Instagram Advertisers Switch From Celebrities To ‘Microinfluencers’

Leticia Miranda

The push to make social media celebrities and “influencers” more honest about who is paying them to post has been complicated by the rise of a new category of Instagram promoter: the so-called microinfluencer, people with as little as ten followers who are being paid by brands just like top-tier stars.

Advertising businesses like Influenster and BzzAgent allow anyone with a social media account to sign up and receive free products for review, from brands like Maybelline, BITE beauty, Kleenex, and International Delight. Their social media posts appear with hashtags like #gotitfree or #gotacoupon, or with a note that the product was received “complimentary.” Often there is no indication they got it for free.
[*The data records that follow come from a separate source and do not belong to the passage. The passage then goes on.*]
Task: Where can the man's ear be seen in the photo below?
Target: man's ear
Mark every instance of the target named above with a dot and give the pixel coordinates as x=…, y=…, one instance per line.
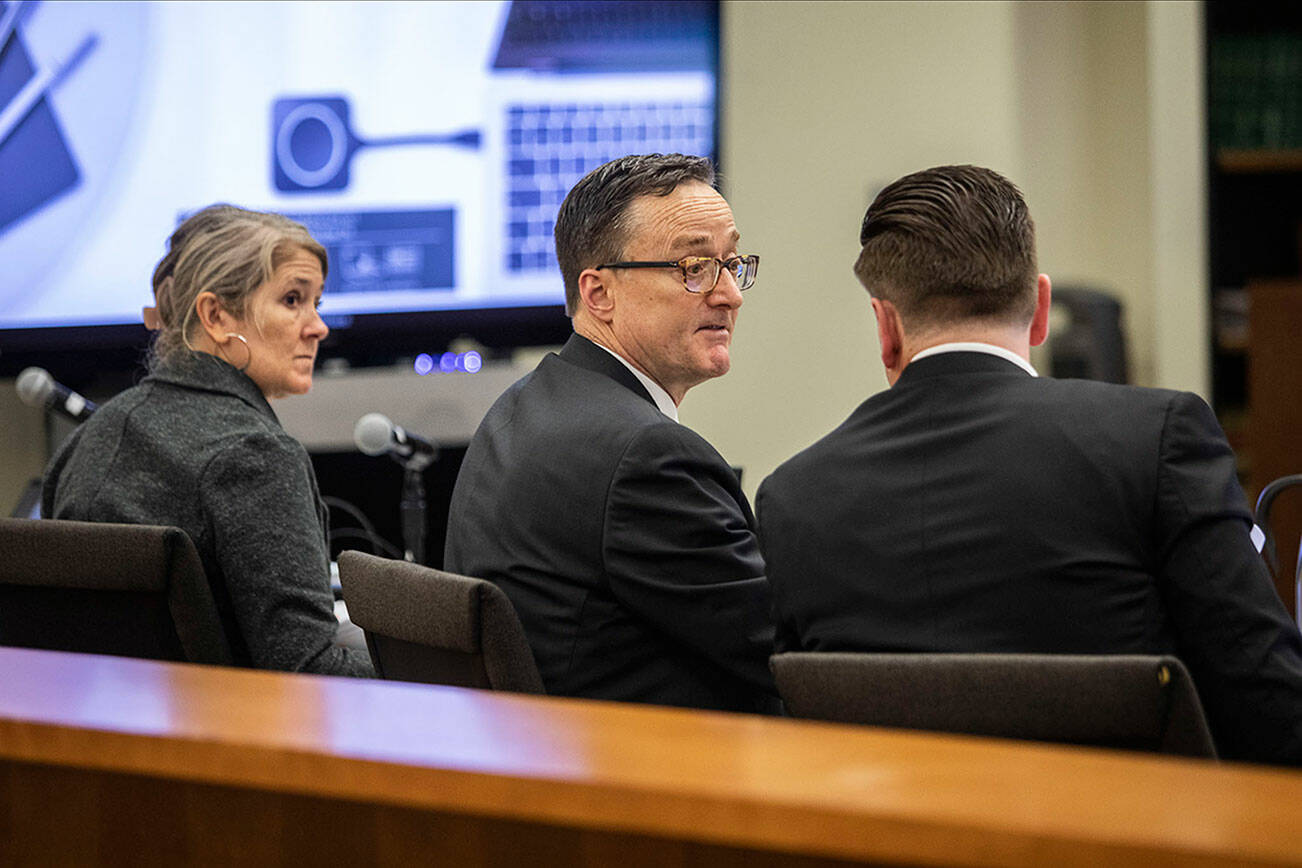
x=594, y=294
x=889, y=333
x=1040, y=319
In a letter on Wednesday, consumer advocacy groups told the Federal Trade Commission these posts don’t meet federal disclosure guidelines, which recommend clearly using #advertisement or #ad in posts.

“One of our biggest concerns is that this is becoming normalized and so seamlessly integrated into our everyday interactions with social media,” Kristen Strader, the commercial alert campaign coordinator for advocacy group Public Citizen, told BuzzFeed News. “Of course this is what advertisers want, but it is unfair to the consumer, especially young consumers who are growing up seeing paid endorsements on social media without understanding that those posts are actually advertisements.”